Few-shot learning (FSL) is an approach in machine learning where models are trained to perform classification or prediction tasks using only a small number of labeled examples per class. Unlike traditional models requiring large datasets, few-shot learning focuses on rapid generalization from limited samples, making it highly valuable in domains with scarce or costly data.
Minimal Training Samples
Few-shot models operate with 1–10 labeled examples per class, enabling learning under strict data scarcity.
Generalization Capability
FSL emphasizes transferring learned representations to new unseen tasks, reducing dependency on large annotated datasets.
Meta-Learning Foundation
Most few-shot systems use meta-learning (“learning to learn”), where the model is trained across many small tasks to quickly adapt to new ones.
Similarity-Based Classification
Techniques such as prototypical networks classify new inputs by measuring distance to class prototypes in embedding space.
Data Augmentation Support
Augmentation (rotation, noise injection, paraphrasing, etc.) is used to increase dataset variability without manual labeling.

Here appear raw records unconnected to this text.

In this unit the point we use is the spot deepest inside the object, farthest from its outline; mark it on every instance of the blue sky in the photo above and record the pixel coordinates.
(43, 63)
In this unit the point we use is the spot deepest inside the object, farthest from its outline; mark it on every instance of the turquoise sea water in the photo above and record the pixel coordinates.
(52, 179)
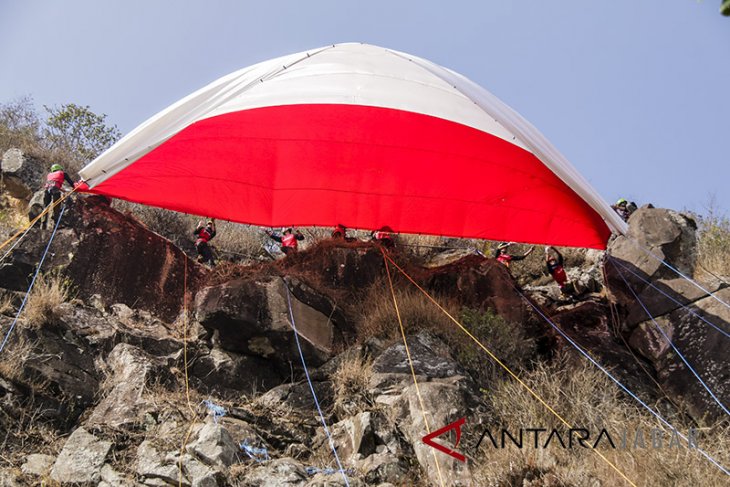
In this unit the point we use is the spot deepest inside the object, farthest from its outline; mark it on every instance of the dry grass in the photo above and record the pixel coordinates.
(588, 399)
(379, 318)
(350, 382)
(12, 214)
(17, 352)
(714, 243)
(43, 306)
(6, 304)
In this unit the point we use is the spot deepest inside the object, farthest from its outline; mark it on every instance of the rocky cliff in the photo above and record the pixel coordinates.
(163, 372)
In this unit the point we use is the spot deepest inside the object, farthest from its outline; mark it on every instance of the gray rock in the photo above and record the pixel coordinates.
(37, 464)
(155, 465)
(214, 446)
(353, 436)
(383, 467)
(129, 369)
(22, 174)
(702, 345)
(112, 478)
(81, 459)
(283, 472)
(201, 475)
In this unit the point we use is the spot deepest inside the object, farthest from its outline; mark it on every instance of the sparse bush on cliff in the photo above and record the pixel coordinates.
(49, 293)
(714, 242)
(71, 134)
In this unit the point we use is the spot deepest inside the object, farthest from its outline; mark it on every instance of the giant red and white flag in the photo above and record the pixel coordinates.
(358, 135)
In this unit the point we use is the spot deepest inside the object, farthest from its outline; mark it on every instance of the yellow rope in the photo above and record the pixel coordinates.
(35, 220)
(509, 371)
(410, 363)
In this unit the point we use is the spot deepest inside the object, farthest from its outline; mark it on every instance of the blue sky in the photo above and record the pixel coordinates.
(633, 92)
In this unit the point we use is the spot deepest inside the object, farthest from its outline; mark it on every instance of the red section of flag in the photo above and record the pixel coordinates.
(361, 166)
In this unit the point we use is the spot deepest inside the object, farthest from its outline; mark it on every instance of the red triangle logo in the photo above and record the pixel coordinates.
(428, 439)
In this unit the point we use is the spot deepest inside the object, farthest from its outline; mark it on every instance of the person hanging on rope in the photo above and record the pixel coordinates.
(53, 190)
(205, 233)
(340, 233)
(384, 237)
(624, 208)
(503, 256)
(554, 264)
(288, 239)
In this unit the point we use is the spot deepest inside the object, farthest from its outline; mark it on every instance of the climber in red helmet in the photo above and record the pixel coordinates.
(554, 264)
(383, 236)
(340, 233)
(288, 239)
(502, 254)
(205, 233)
(53, 189)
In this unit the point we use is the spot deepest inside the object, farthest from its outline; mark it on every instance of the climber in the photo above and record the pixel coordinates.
(53, 189)
(204, 234)
(502, 255)
(288, 239)
(384, 236)
(624, 208)
(340, 233)
(554, 264)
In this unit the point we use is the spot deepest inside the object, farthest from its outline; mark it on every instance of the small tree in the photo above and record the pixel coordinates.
(19, 125)
(78, 132)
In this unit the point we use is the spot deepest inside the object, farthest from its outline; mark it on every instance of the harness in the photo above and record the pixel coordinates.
(55, 180)
(289, 240)
(204, 235)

Meta-Training and Task Sampling
Training is structured as small episodic tasks that simulate few-shot inference conditions.
Embedding-Based Models
Neural architectures with attention, memory modules, or vector similarity functions improve class separation.
Specialized Loss Functions
Contrastive loss or triplet loss ensures similar samples cluster while dissimilar samples remain distant.
Transfer Learning and Fine-Tuning
Pre-trained large models are adapted using limited new data, improving accuracy and reducing training cost.
A simplified representation of few-shot classification via distance-based scoring:
Prediction = argmin(distance(Embedding(x), Prototype(class_i)))
Where prototypes are computed as:
Prototype(class_i) = mean(Embedding(training_samples_i))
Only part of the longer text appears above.